Upon opening the door to my apartment, the freezing handle served as a understated yet stark reminder of the suffering faced across Gaza in these severe cold season. I stepped inside my apartment and felt consumed by the guilt of possessing shelter when countless others faced exposure to the storm.
The Night Intensifies
As midnight passed, the storm grew stronger. Outside, plastic sheeting on broken panes sagged and flapped violently, while metal sheets broke away and crashed to the ground. Cutting through the chaos came the piercing, fearful cries of children, piercing the darkness. I felt totally incapable.
Over the past two weeks, the rain has been relentless. Freezing, pouring, and carried by strong winds, it has drenched shelters, inundated temporary settlements and turned bare earth into mud. In other places, this might be called “bad weather”. In Gaza, it is endured in a state of exposure and abandonment.
The Cruelest Season
Locals call this time of year as al-Arba’iniya; the fourty most severe days of winter, starting from late December and persisting to the end of January. It is the definite start of winter, the moment when the season unleashes its intensity. Ordinarily, it is faced with preparation and shelter. Now, Gaza has no such defenses. The chill penetrates through homes, streets are deserted and people just persevere.

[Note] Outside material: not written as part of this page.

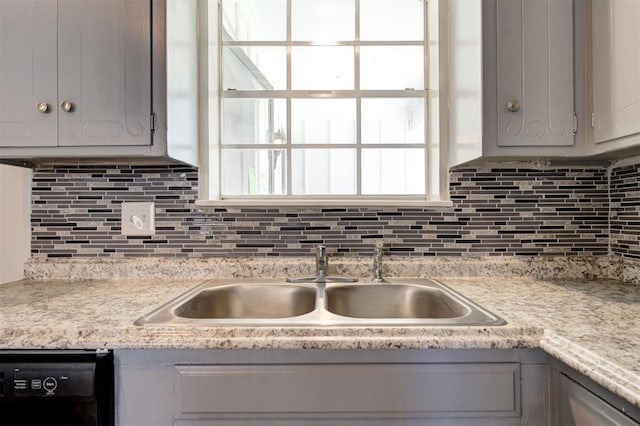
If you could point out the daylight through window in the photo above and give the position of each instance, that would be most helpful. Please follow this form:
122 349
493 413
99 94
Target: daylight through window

But the threat posed by the cold is far from theoretical. In the early hours of Sunday before Christmas, recovery efforts retrieved the remains of two children after the roof of a shelled home collapsed in northern Gaza, freeing five additional individuals, including a child and two women. Two people are still unaccounted for. Such collapses are not new attacks, but the result of homes weakened by months of bombardment and succumbing to winter rain. In recent days, an infant in Khan Younis died of exposure to the cold.
Fragile Shelters
Passing by the camp nearest my home, I saw the consequences up close. Inadequate coverings sagged under the weight of water, mattresses bobbed in water and clothes hung damply, never fully drying. Each step reinforced how vulnerable these tents are and how close the rain and cold threatened life and health for countless individuals living in tents and overcrowded shelters.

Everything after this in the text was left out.